The worker() function receives, as input, the task to run and a callback function to invoke, when the task completes:

function worker(task, callback)

We should notice that task in this case can be anything, not just a function. In fact, it's the responsibility of the worker to handle a task in the most appropriate way. New tasks can be added to the queue by using q.push(task, callback). The callback associated to a task has to be invoked by the worker after the task has been processed.

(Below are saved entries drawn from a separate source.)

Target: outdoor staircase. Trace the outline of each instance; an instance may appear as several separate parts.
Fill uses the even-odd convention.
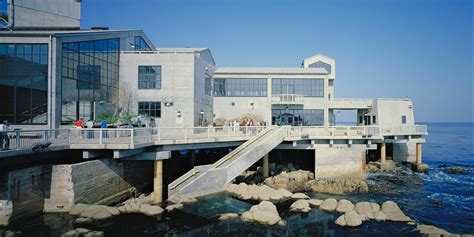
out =
[[[211,165],[195,166],[168,185],[168,198],[202,196],[221,191],[225,184],[278,146],[285,127],[268,127]]]

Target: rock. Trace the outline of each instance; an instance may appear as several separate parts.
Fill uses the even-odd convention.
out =
[[[320,199],[309,199],[308,200],[308,203],[310,206],[312,207],[319,207],[322,203],[323,203],[323,200],[320,200]]]
[[[109,206],[107,206],[106,208],[107,208],[107,211],[108,211],[110,214],[112,214],[112,216],[118,216],[118,215],[120,215],[120,211],[119,211],[117,208],[115,208],[115,207],[109,207]]]
[[[354,204],[351,201],[342,199],[337,203],[336,211],[346,213],[354,208]]]
[[[194,203],[194,202],[197,202],[197,199],[193,197],[188,197],[188,198],[184,198],[180,200],[180,203],[183,203],[183,204],[189,204],[189,203]]]
[[[94,220],[104,220],[104,219],[107,219],[107,218],[110,218],[112,217],[112,214],[110,212],[108,212],[106,209],[103,209],[103,210],[100,210],[98,212],[96,212],[94,214],[94,216],[92,217],[92,219]]]
[[[346,214],[344,214],[344,220],[346,221],[347,226],[354,227],[362,225],[362,220],[359,214],[357,214],[357,212],[354,210],[346,212]]]
[[[429,166],[427,164],[411,164],[411,169],[415,172],[422,172],[426,173],[429,170]]]
[[[247,184],[256,184],[263,182],[265,178],[263,177],[262,169],[259,167],[257,171],[247,170],[244,171],[239,176],[235,177],[236,183],[247,183]]]
[[[80,215],[87,206],[88,205],[82,203],[75,204],[69,210],[69,214],[74,216]]]
[[[306,199],[299,199],[290,206],[291,211],[298,211],[307,213],[311,211],[311,207],[309,207],[309,202]]]
[[[266,185],[247,185],[245,183],[227,185],[225,190],[242,200],[278,202],[293,195],[285,189],[276,190]]]
[[[160,206],[152,206],[150,204],[142,204],[140,206],[140,213],[147,215],[147,216],[156,216],[163,213],[165,210]]]
[[[328,198],[321,203],[319,209],[324,211],[334,211],[337,207],[337,200],[334,198]]]
[[[0,232],[0,234],[2,234],[2,232]],[[5,237],[14,237],[15,235],[17,234],[17,232],[13,231],[13,230],[7,230],[5,231]]]
[[[306,191],[306,183],[314,179],[310,171],[298,170],[292,172],[281,172],[280,174],[265,179],[265,185],[278,189],[284,188],[290,192]]]
[[[103,236],[104,236],[103,231],[91,231],[84,235],[84,237],[103,237]]]
[[[374,219],[376,221],[385,221],[387,218],[385,217],[385,214],[381,211],[376,211],[373,213]]]
[[[166,207],[166,211],[171,212],[174,211],[175,209],[179,210],[183,208],[183,204],[178,203],[178,204],[172,204]]]
[[[446,170],[447,174],[461,174],[461,175],[466,175],[470,174],[471,171],[463,169],[463,168],[451,168]]]
[[[76,231],[76,233],[78,233],[79,235],[83,235],[85,233],[91,232],[91,230],[86,229],[86,228],[76,228],[74,229],[74,231]]]
[[[306,195],[304,193],[295,193],[295,194],[291,195],[291,198],[292,199],[310,199],[308,197],[308,195]]]
[[[275,225],[281,221],[276,206],[269,201],[254,205],[249,211],[242,213],[243,221],[255,221],[264,225]]]
[[[226,220],[232,220],[238,217],[239,217],[239,214],[237,213],[222,213],[219,215],[219,218],[217,219],[220,221],[226,221]]]
[[[406,216],[393,201],[384,202],[382,204],[382,212],[386,219],[390,221],[411,221],[410,217]]]
[[[90,218],[79,217],[74,220],[74,224],[88,224],[91,223],[93,220]]]
[[[281,196],[283,196],[283,198],[291,198],[291,196],[293,196],[292,192],[284,188],[279,188],[277,191],[281,194]]]
[[[369,186],[365,179],[360,178],[335,178],[310,180],[306,184],[315,192],[344,194],[344,193],[367,193]]]
[[[345,219],[344,214],[339,216],[334,223],[336,223],[336,225],[346,226],[346,219]]]
[[[61,235],[61,237],[79,237],[79,234],[75,230],[70,230]]]
[[[383,206],[383,205],[382,205]],[[451,233],[432,225],[417,225],[416,229],[421,234],[428,236],[450,236]]]

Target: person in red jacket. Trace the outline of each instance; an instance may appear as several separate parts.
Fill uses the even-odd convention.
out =
[[[77,129],[82,129],[84,128],[84,119],[80,118],[79,120],[77,120],[74,125],[76,125],[76,128]],[[78,135],[79,135],[79,138],[83,138],[83,132],[82,131],[78,131]]]

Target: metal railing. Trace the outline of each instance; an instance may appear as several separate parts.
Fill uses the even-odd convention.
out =
[[[201,141],[248,140],[263,131],[254,127],[157,127],[157,128],[93,128],[45,129],[0,132],[0,150],[31,149],[35,145],[69,144],[168,144]],[[380,138],[382,136],[426,135],[426,125],[399,126],[287,126],[286,137],[314,138]]]
[[[272,95],[272,103],[284,104],[303,104],[304,95],[301,94],[274,94]]]
[[[31,149],[36,145],[69,144],[69,129],[16,130],[0,132],[1,150]]]

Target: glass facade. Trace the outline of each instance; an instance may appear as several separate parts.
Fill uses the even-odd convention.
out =
[[[161,117],[161,102],[138,102],[138,114],[146,114],[150,117]]]
[[[0,44],[0,95],[0,121],[47,124],[47,44]]]
[[[161,66],[138,66],[138,89],[161,89]]]
[[[272,94],[299,94],[305,97],[324,97],[324,79],[272,79]]]
[[[267,79],[255,78],[216,78],[214,96],[265,97]]]
[[[317,61],[309,65],[311,68],[324,68],[326,71],[331,73],[331,64],[327,64],[325,62]]]
[[[62,45],[62,123],[93,119],[94,101],[117,103],[120,39]]]
[[[8,1],[0,0],[0,27],[6,26],[8,22]]]
[[[323,109],[272,109],[272,124],[293,126],[324,125]]]
[[[151,51],[151,47],[141,36],[135,36],[133,46],[135,51]]]

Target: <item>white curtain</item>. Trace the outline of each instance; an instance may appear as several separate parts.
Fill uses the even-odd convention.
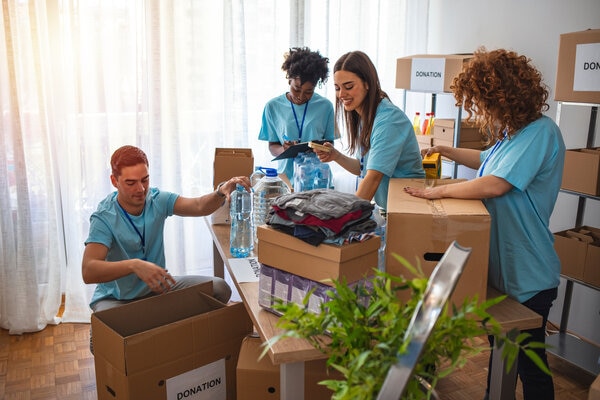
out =
[[[0,327],[89,322],[83,242],[114,190],[117,147],[140,146],[151,184],[185,196],[212,190],[216,147],[250,147],[271,165],[256,137],[264,103],[287,89],[289,47],[318,49],[331,66],[367,52],[400,105],[395,59],[407,55],[413,2],[3,0]],[[333,100],[332,79],[319,91]],[[165,244],[174,274],[212,274],[201,219],[170,218]]]

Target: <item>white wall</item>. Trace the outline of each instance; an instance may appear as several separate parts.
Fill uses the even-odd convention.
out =
[[[470,53],[479,46],[488,50],[507,48],[525,54],[554,86],[561,33],[600,28],[598,0],[430,0],[427,53]],[[550,102],[547,115],[556,119],[557,103]],[[410,115],[410,114],[409,114]],[[563,107],[560,126],[567,148],[585,147],[589,108]],[[600,118],[599,118],[600,125]],[[600,127],[596,128],[600,146]],[[600,201],[587,200],[584,224],[600,227]],[[577,197],[561,193],[551,219],[556,232],[575,224]],[[550,313],[558,324],[564,282]],[[600,292],[575,285],[568,329],[600,343]]]

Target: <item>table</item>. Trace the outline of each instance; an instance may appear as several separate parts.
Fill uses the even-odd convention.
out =
[[[236,281],[229,268],[229,225],[213,225],[210,217],[204,218],[213,238],[214,274],[224,277],[227,268],[233,283],[238,290],[246,310],[254,323],[261,340],[267,341],[282,332],[277,328],[279,317],[258,305],[258,282]],[[488,287],[487,297],[501,295],[497,290]],[[532,329],[541,325],[542,317],[517,301],[506,298],[488,309],[488,312],[500,323],[505,331],[513,328],[519,330]],[[494,351],[492,358],[492,375],[490,382],[490,400],[512,400],[515,395],[516,364],[507,373],[501,355],[501,349]],[[327,356],[314,348],[307,340],[288,338],[278,341],[268,352],[269,358],[280,368],[281,400],[304,399],[304,362],[323,359]]]

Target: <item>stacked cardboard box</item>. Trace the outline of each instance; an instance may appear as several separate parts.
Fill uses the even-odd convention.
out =
[[[221,182],[234,176],[250,176],[254,171],[254,155],[252,149],[216,148],[213,161],[213,186],[216,189]],[[229,203],[211,214],[213,224],[230,224]]]
[[[173,291],[92,314],[98,399],[236,399],[240,345],[252,332],[242,303]]]
[[[436,185],[460,180],[440,179]],[[404,191],[406,186],[423,186],[422,179],[391,179],[388,192],[386,271],[392,275],[411,275],[395,258],[404,257],[420,265],[429,276],[450,244],[456,240],[472,252],[458,281],[451,301],[462,304],[487,293],[488,255],[491,217],[480,200],[426,200]],[[405,295],[400,291],[399,295]],[[404,299],[406,300],[406,299]]]
[[[436,118],[433,125],[433,145],[454,147],[455,124],[454,119]],[[485,148],[479,128],[472,123],[461,122],[459,138],[456,147],[479,150]]]
[[[450,85],[472,54],[421,54],[396,60],[396,87],[450,93]]]

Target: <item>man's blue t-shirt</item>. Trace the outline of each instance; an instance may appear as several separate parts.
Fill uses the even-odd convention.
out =
[[[117,202],[117,192],[111,193],[90,216],[90,232],[85,244],[100,243],[108,247],[106,261],[140,258],[166,268],[163,229],[167,217],[173,215],[177,197],[177,194],[150,188],[142,214],[128,214],[128,218]],[[97,284],[90,305],[104,298],[132,300],[147,294],[150,294],[148,286],[137,275],[130,274]]]
[[[546,116],[480,156],[478,176],[494,175],[513,185],[510,192],[483,200],[492,217],[488,281],[521,303],[559,284],[560,260],[548,224],[564,157],[560,129]]]

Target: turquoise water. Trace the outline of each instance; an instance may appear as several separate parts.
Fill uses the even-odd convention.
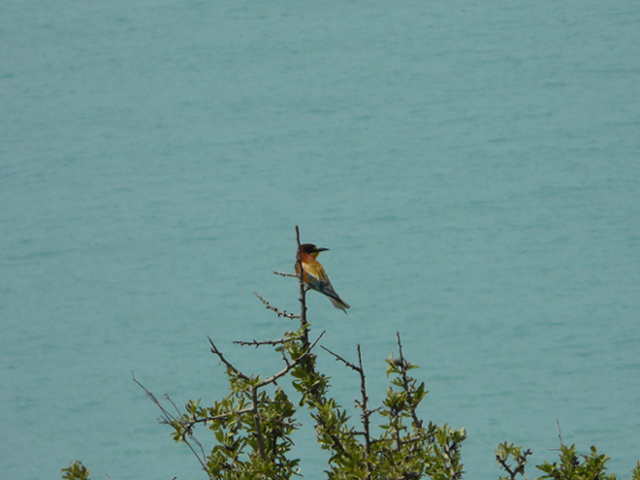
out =
[[[640,4],[8,1],[0,15],[2,478],[203,478],[132,372],[226,392],[207,335],[291,324],[294,226],[349,316],[422,368],[468,479],[508,440],[640,458]],[[258,359],[258,360],[257,360]],[[321,364],[351,407],[356,379]],[[259,365],[256,367],[256,363]],[[305,412],[299,419],[311,424]],[[308,434],[309,431],[306,431]],[[203,434],[202,440],[207,436]],[[326,457],[301,434],[306,478]],[[531,464],[530,477],[537,476]]]

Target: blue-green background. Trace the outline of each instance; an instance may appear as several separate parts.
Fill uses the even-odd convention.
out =
[[[132,372],[226,393],[207,335],[290,322],[294,226],[349,316],[313,334],[372,402],[404,353],[468,479],[508,440],[640,458],[636,1],[15,1],[0,7],[0,465],[6,479],[203,478]],[[353,409],[357,378],[321,366]],[[296,454],[322,478],[305,429]],[[210,445],[205,432],[200,435]],[[531,466],[530,477],[537,476]]]

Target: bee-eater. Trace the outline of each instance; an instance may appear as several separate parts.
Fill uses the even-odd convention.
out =
[[[316,257],[320,252],[329,250],[328,248],[318,248],[312,243],[305,243],[300,245],[300,251],[298,252],[296,259],[300,259],[302,263],[302,280],[307,287],[313,290],[323,293],[333,306],[341,309],[344,313],[347,313],[347,308],[350,305],[342,300],[336,293],[331,285],[331,280],[327,276],[327,272],[324,271],[324,267],[320,264]],[[296,273],[300,275],[300,266],[296,262]]]

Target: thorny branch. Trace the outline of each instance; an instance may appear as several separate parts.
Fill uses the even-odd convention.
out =
[[[261,346],[261,345],[284,345],[287,342],[293,342],[294,339],[293,338],[280,338],[278,340],[250,340],[250,341],[245,341],[245,340],[234,340],[234,344],[236,345],[241,345],[243,347],[246,347],[247,345],[255,345],[256,348]]]
[[[307,289],[304,284],[304,271],[302,269],[302,255],[300,255],[300,228],[296,225],[296,243],[298,244],[297,264],[300,270],[298,282],[300,283],[300,328],[303,329],[302,346],[309,346],[308,322],[307,322]]]
[[[287,274],[287,276],[297,277],[297,275],[291,275],[291,274]],[[262,298],[260,295],[258,295],[257,292],[253,292],[253,294],[260,299],[260,301],[264,304],[264,306],[267,308],[267,310],[272,310],[272,311],[276,312],[279,317],[300,318],[300,315],[296,315],[295,313],[289,313],[286,310],[280,310],[279,308],[274,307],[269,302],[267,302],[264,298]],[[238,343],[238,342],[234,342],[234,343]]]
[[[224,355],[220,350],[218,350],[218,347],[216,347],[216,345],[213,343],[213,340],[211,340],[211,337],[207,337],[207,338],[209,339],[209,343],[211,344],[211,353],[215,353],[220,359],[220,361],[224,363],[227,366],[227,368],[230,369],[233,373],[235,373],[238,377],[240,377],[245,381],[249,381],[250,380],[249,377],[247,377],[244,373],[242,373],[236,367],[231,365],[231,363],[229,363],[227,359],[224,358]]]
[[[284,272],[277,272],[277,271],[273,271],[274,275],[280,275],[281,277],[293,277],[293,278],[298,278],[298,275],[295,273],[284,273]]]
[[[318,342],[320,341],[322,336],[325,334],[325,332],[326,330],[323,331],[320,335],[318,335],[318,338],[316,338],[313,344],[308,346],[307,349],[304,351],[304,353],[300,355],[298,358],[296,358],[296,360],[293,363],[288,364],[281,371],[270,376],[269,378],[265,378],[264,380],[256,383],[255,388],[261,388],[261,387],[264,387],[265,385],[269,385],[270,383],[274,383],[278,378],[285,376],[287,373],[289,373],[290,370],[292,370],[293,368],[298,366],[300,363],[302,363],[302,361],[305,358],[311,355],[311,350],[313,350],[313,348],[318,344]],[[224,358],[224,355],[220,350],[218,350],[218,347],[216,347],[216,345],[213,343],[213,340],[211,340],[210,337],[207,337],[207,338],[209,339],[209,343],[211,344],[211,352],[215,353],[220,359],[220,361],[224,363],[227,366],[227,368],[230,368],[238,377],[242,378],[243,380],[249,381],[250,379],[248,376],[246,376],[244,373],[242,373],[240,370],[234,367],[229,361],[227,361],[226,358]]]

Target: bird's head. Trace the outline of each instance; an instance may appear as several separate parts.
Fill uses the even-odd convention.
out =
[[[325,250],[329,250],[328,248],[316,247],[313,243],[303,243],[300,245],[300,251],[303,253],[308,253],[313,258],[316,258],[320,252],[324,252]]]

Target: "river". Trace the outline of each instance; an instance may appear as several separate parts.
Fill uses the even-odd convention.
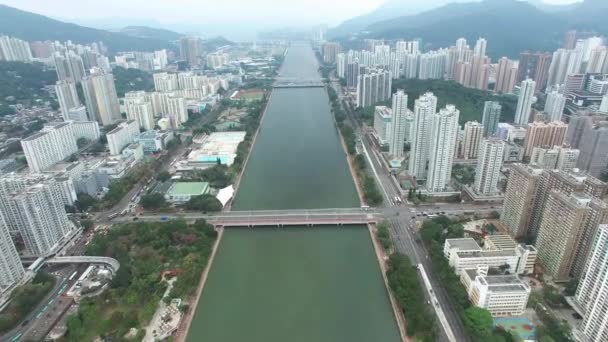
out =
[[[281,77],[319,78],[308,45]],[[274,89],[233,210],[357,207],[324,88]],[[399,341],[366,227],[227,228],[189,342]]]

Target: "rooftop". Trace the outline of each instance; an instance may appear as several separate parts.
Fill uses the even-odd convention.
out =
[[[209,183],[206,182],[178,182],[173,183],[167,191],[171,195],[198,196],[209,191]]]
[[[450,244],[450,249],[458,248],[462,251],[481,251],[481,247],[479,247],[475,239],[447,239],[445,242]]]

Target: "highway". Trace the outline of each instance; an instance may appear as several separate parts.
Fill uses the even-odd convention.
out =
[[[332,82],[332,84],[336,88],[337,93],[341,95],[342,89],[340,84],[337,82]],[[433,307],[437,313],[438,323],[442,327],[442,333],[440,334],[439,338],[445,341],[469,341],[469,337],[464,330],[458,314],[453,308],[451,300],[449,299],[445,289],[440,285],[437,276],[433,272],[433,267],[431,265],[431,261],[429,260],[428,253],[424,247],[424,244],[421,242],[419,233],[416,229],[416,214],[422,211],[432,211],[430,208],[436,207],[439,207],[440,209],[435,209],[435,211],[443,211],[446,213],[448,210],[452,212],[461,212],[465,210],[469,211],[471,206],[463,206],[462,204],[450,204],[446,206],[434,204],[421,208],[415,208],[407,202],[402,205],[395,204],[394,198],[396,196],[401,197],[401,190],[398,188],[396,182],[391,179],[392,176],[390,175],[389,170],[383,164],[382,160],[376,153],[374,153],[374,149],[372,148],[373,138],[370,137],[367,132],[362,129],[361,125],[355,120],[351,108],[346,108],[344,101],[341,103],[342,106],[345,107],[347,116],[353,127],[355,127],[355,131],[361,137],[360,147],[363,150],[363,154],[367,160],[369,169],[371,169],[373,176],[376,178],[380,192],[384,197],[382,209],[385,212],[385,218],[390,223],[389,230],[391,233],[391,239],[397,252],[407,255],[413,264],[420,264],[426,270],[428,281],[432,286],[434,295],[438,300],[438,305],[433,305]],[[467,209],[463,209],[465,207],[467,207]],[[473,206],[472,208],[476,207]],[[484,208],[482,210],[488,209]],[[390,215],[391,211],[395,214]],[[387,213],[389,215],[386,215]],[[419,276],[419,281],[421,285],[424,285],[424,279],[422,276]],[[425,293],[425,297],[429,302],[432,299],[428,292]],[[449,324],[449,327],[447,328],[445,321],[443,322],[444,324],[442,324],[443,317],[445,317],[445,320],[447,320],[447,323]]]

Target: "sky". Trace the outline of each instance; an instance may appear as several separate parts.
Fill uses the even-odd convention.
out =
[[[369,13],[385,1],[400,4],[410,2],[418,7],[421,5],[420,2],[429,7],[447,2],[447,0],[0,0],[0,4],[96,28],[118,29],[127,25],[146,25],[201,36],[222,34],[228,38],[238,39],[237,37],[246,34],[278,27],[306,27],[317,24],[334,26],[346,19]],[[582,0],[543,1],[550,4],[567,4]]]

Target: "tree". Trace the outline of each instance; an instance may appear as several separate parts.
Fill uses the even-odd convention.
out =
[[[184,205],[187,210],[220,211],[223,206],[215,196],[210,194],[192,196]]]
[[[143,195],[139,203],[144,209],[159,209],[167,205],[165,196],[159,193]]]
[[[76,140],[76,146],[78,146],[78,148],[83,148],[87,146],[88,143],[89,140],[87,138],[78,138],[78,140]]]
[[[76,153],[72,153],[72,155],[70,155],[70,158],[68,158],[68,161],[70,163],[73,163],[75,161],[78,161],[78,155]]]
[[[168,171],[161,171],[158,175],[156,175],[156,180],[159,182],[166,182],[171,179],[171,174]]]
[[[465,326],[471,332],[476,341],[488,341],[492,336],[494,320],[486,309],[472,306],[464,311],[466,320]]]
[[[576,293],[576,289],[578,288],[579,279],[570,279],[566,284],[566,288],[564,289],[564,294],[566,296],[574,296]]]
[[[97,205],[98,201],[93,198],[93,196],[81,192],[77,195],[77,200],[75,205],[81,210],[81,211],[89,211],[89,209],[93,208],[94,206]]]

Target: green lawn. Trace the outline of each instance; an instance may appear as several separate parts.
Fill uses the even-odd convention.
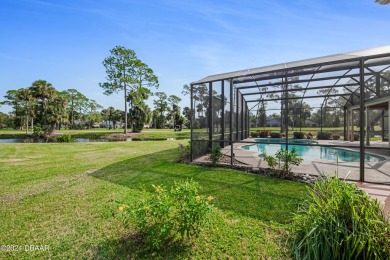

Now, let's modify our code again to implement a parallel globally limited execution flow, using async.queue(). First of all, we need to create a new queue:

var downloadQueue = async.queue(function(taskData, callback) {
  spider(taskData.link, taskData.nesting - 1, callback);
}, 2);

The code is really straightforward. We are just creating a new queue with a concurrency limit of 2, having a worker that simply invokes our spider() function with the data associated with a task. Next, we implement the spiderLinks() function:

function spiderLinks(currentUrl, body, nesting, callback) {
  if(nesting === 0) {
    return process.nextTick(callback);
  }
  var links = utilities.getPageLinks(currentUrl, body);
  if(links.length === 0) {
    return process.nextTick(callback);
  }
  var completed = 0, errored = false;
  links.forEach(function(link) {
    var taskData = {link: link, nesting: nesting};
    downloadQueue.push(taskData, function(err) {
      if(err) {
        errored = true;
        return callback(err);
      }
      if(++completed === links.length && !errored) {
        callback();
      }
    });
  });
}

The preceding code should look very familiar, as it's almost the same as the one we used to implement the same flow using the TaskQueue object. Also, in this case, the important part to analyze is where we push a new task into the queue. At that point, we ensure that we pass a callback that enables us to check if all the download tasks for the current page are completed, and eventually invoke the final callback.

Thanks to async.queue(), we could easily replicate the functionality of our TaskQueue object, again demonstrating that with async, we can really avoid writing asynchronous control flow patterns from scratch, reducing our efforts and saving precious lines of code.